It’s been some days I’m looking for a clear answer but can’t find it.
I want to create my compose files without storing passwords and api tokens in them.
I’m not running in swarm mode and don’t wan’t to.
Looking at all the answers, some says that I should use environment variables (but seems to be unsecure) or use secrets in compose file.
What I don’t understand with secrets is how to use them in every compose/containers ?
Some of them have FILE or FILE_ environment variables which are able to read passwords from files.
The others don’t expose such environment variables.
So, lets’ say I want to secure my duckdns API token, wll this compose file be ok ?
A secret is just a file mounted in read-only mode via tempfs mount point. The image must support to read the secret from the file, thus you can not just point an environment variable to a secret (file) and expect it to read the content automatically. If reading a secret from a file is supported by an image, it should be mentioned in the dockerhub description.
In case of doubte, re-read the dockerhub description and check whether it supports reading secrets from a file.
Note: On a single node docker instance, a secret is not really more secure than binding the file as volume in read-only mode. It’s a whole different thing on a multi node swarm cluster, where secrets are distributed encrypted amongst the nodes, and only accessible in clear-text once mounted inside a container.
Thanks for your answer, this is what i thought regarding to all what i read.
So, is there a good way to manage passwords etc through compose files without using swarm mode ?
What is the best practice / most common practice ?
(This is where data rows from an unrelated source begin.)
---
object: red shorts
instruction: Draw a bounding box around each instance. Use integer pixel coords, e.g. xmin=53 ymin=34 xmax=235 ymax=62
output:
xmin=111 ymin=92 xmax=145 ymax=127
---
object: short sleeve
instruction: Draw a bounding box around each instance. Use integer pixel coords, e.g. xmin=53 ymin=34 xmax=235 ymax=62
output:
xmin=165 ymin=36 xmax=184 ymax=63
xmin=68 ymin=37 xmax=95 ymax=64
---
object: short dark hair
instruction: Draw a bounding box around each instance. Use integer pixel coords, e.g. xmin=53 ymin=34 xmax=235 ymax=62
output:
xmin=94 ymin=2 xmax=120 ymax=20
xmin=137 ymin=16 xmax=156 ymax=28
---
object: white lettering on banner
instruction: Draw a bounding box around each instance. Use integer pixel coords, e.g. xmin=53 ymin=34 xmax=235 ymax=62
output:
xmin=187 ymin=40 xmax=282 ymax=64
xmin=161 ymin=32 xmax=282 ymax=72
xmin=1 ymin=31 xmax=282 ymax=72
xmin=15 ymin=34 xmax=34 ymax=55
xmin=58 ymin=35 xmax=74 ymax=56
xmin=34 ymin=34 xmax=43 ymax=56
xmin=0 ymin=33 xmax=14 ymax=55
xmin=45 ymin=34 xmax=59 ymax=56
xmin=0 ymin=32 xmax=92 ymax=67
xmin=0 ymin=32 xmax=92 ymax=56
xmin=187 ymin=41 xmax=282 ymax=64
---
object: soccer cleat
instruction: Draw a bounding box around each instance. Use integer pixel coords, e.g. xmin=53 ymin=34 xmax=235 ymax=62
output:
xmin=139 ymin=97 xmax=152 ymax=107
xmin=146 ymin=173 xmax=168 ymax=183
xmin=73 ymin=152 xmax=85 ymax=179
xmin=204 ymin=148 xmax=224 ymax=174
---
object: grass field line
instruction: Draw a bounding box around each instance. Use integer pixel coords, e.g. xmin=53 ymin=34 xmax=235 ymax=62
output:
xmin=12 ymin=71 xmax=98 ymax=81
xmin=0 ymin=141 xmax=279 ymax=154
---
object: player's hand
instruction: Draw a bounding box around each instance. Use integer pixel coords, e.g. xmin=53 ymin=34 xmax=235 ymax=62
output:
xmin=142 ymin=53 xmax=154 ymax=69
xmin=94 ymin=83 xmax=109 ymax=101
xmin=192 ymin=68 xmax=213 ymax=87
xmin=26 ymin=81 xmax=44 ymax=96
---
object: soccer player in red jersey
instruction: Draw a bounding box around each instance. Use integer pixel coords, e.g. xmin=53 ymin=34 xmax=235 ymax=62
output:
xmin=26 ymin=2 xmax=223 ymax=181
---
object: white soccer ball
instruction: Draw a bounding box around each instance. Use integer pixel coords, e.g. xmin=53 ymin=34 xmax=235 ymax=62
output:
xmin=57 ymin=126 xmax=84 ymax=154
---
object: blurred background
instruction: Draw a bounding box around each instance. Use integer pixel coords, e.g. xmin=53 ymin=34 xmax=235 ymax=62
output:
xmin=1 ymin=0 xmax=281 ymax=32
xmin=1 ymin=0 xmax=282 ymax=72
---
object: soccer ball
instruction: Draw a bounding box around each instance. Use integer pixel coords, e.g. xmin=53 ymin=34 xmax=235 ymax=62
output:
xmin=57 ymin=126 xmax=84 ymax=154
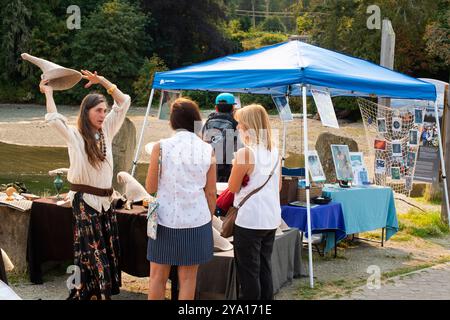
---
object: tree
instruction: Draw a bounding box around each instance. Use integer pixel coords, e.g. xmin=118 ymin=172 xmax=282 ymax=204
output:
xmin=140 ymin=0 xmax=238 ymax=68
xmin=424 ymin=0 xmax=450 ymax=74
xmin=0 ymin=0 xmax=32 ymax=80
xmin=71 ymin=0 xmax=149 ymax=99
xmin=260 ymin=16 xmax=287 ymax=33
xmin=132 ymin=54 xmax=168 ymax=106
xmin=301 ymin=0 xmax=442 ymax=78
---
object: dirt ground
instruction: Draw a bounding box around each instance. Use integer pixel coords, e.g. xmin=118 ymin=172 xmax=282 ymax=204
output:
xmin=2 ymin=104 xmax=449 ymax=300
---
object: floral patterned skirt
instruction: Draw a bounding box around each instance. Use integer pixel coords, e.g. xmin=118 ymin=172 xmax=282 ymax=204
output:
xmin=68 ymin=192 xmax=121 ymax=300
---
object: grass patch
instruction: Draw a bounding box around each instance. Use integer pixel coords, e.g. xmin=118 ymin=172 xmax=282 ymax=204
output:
xmin=6 ymin=270 xmax=29 ymax=285
xmin=414 ymin=196 xmax=442 ymax=206
xmin=391 ymin=232 xmax=414 ymax=242
xmin=0 ymin=141 xmax=149 ymax=195
xmin=398 ymin=209 xmax=449 ymax=238
xmin=382 ymin=263 xmax=434 ymax=279
xmin=296 ymin=278 xmax=367 ymax=300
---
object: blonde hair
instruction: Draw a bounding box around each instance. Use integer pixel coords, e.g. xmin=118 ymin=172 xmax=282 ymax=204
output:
xmin=234 ymin=104 xmax=272 ymax=151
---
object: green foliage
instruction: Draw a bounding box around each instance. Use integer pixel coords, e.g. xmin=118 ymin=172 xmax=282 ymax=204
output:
xmin=303 ymin=0 xmax=445 ymax=78
xmin=241 ymin=31 xmax=288 ymax=50
xmin=0 ymin=0 xmax=32 ymax=80
xmin=260 ymin=16 xmax=286 ymax=33
xmin=71 ymin=0 xmax=149 ymax=100
xmin=398 ymin=210 xmax=449 ymax=238
xmin=424 ymin=0 xmax=450 ymax=72
xmin=296 ymin=13 xmax=314 ymax=34
xmin=133 ymin=54 xmax=168 ymax=106
xmin=140 ymin=0 xmax=238 ymax=68
xmin=239 ymin=16 xmax=252 ymax=32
If you are an application developer and aim for best practices, you could implement logic in your application to use a secret manager like hasicorp vault, aws secret manager, azure key vault. Usually the secret manager to choose depends on your operational environment, or what you organization provides.
Though, if you are just an image maintainer or consumer, the common practice is what you already know: set credentials as environment variables, or if the image supports it as secret file. You can not prevent a container to access both kind of secrets.
Hi all. I know this is an old thread, but I am having same questions about storing sensitive credentials in the compose file. My setup is such that the compose files are only stored locally on my development pc, which isn’t publicly accessible. Sensitive info is never stored on the servers the docker services and applications are running on for my websites, load balancers and any server that is on a vps or are exposed to the public internet.
I execute the compose file from my dev pc commanline to create the service/app on the remote hosts using docker contexts.
In my view, this is safer than storing the info on the publicly accessible docker vps, server, or storing the credentials on a file (even .env file) on anywhere they can be breached. Is this the right, safer approach? Or am I mising something?
A container will always be able to access a secret, regardless whether it is available as environment variable, or as file. Be sure your application does not have a publicly accessible endpoint that allows to see environment variables and or the application configurations. For instance, it is perfectly possible to configure a (Java) Spring Boot actuator endpoint to leak those details.
In case the secret is stored in an environment variable, it will be stored as part of the container configuration, and can be extracted by a simple docker container inspect {container name or id} by everyone that has access the docker socket.